Harmse is only the second Olympian to withdraw from the games
for religious reasons. One must go back to 1924 when the Scottish
sprinter Eric Liddell dropped out of the 100 meter race in Paris
because the final took place on the Sabbath.
Jonathan Edwards, England's world record triple jumper, and hope
for a gold medal in Sydney, began his athletic career by refusing
to take part in Sunday games. The son of a preacher, he is married
to a missionary's daughter. But he later changed his mind about
this, claiming a revelation had come to him encouraging him to
jump on the Lord's Day.
He says, "My relationship with Jesus and with God is fundamental
to everything I do. I have made a commitment and dedication in
that relationship to serve God in every area of my life including
Triple Jump. The most important news, though, is the gospel of
Jesus Christ. Many exciting things have happened to me in my life,
but the most crucial is that my sins have been forgiven and I
know God."
Eric Liddell managed to negotiate an unheard-of switch from the
100 meter race which he had been scheduled to run to the 400 meter,
for which he had not trained, later in the week. On July 11, 1924,
Liddell won that race and was showered with Olympic glory.

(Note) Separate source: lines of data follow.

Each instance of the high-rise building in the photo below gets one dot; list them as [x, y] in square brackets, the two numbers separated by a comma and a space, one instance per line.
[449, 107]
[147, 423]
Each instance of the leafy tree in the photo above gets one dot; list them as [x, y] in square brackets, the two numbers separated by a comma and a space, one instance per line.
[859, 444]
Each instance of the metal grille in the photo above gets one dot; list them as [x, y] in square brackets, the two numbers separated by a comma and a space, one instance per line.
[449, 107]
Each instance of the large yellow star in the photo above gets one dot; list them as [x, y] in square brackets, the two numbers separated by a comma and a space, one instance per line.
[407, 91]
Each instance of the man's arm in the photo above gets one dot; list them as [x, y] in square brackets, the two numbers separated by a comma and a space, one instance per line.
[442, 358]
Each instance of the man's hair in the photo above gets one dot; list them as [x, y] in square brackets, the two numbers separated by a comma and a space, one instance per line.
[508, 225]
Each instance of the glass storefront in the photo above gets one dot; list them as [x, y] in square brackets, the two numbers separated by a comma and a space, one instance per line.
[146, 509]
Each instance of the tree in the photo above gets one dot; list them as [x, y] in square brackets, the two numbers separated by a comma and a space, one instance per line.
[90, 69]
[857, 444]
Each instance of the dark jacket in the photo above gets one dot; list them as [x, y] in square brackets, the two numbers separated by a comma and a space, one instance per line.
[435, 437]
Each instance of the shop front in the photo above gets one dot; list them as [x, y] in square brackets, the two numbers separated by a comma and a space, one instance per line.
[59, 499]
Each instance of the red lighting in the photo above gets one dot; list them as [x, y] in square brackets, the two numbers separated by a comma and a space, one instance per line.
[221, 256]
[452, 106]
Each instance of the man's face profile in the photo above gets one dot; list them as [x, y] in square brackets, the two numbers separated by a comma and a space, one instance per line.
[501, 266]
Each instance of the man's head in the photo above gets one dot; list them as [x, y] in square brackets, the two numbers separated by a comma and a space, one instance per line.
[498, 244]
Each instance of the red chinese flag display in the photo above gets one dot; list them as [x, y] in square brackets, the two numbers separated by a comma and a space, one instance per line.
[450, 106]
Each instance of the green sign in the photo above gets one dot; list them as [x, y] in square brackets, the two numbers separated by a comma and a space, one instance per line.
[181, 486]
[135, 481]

Instead of cashing in, Liddell turned his back on fame and fortune
and followed in his parents' footsteps, becoming a missionary
in China, where his most powerful contributions to God and to
his fellow humans were made.
Cal Thomas points out that in our day of focus groups and leadership
weakened by uncertainty of belief, Eric Liddell's example continues
to stand out. A fanatic might have demanded that others not run
on Sunday either and organized a group to enact legislation to
conform society to his point of view. Not Liddell. He just said
he wouldn't run. Some newspapers denounced him as a traitor to
his country and king. How quickly they changed their tune when
he won a gold medal. Had he yielded to temptation and compromised
his beliefs, we might never have heard of him again.
The account of the race in the July 12, 1924, Times of London
conveys the excitement of that day in Paris: "Liddell had
the outside berth - generally considered the worst place. ...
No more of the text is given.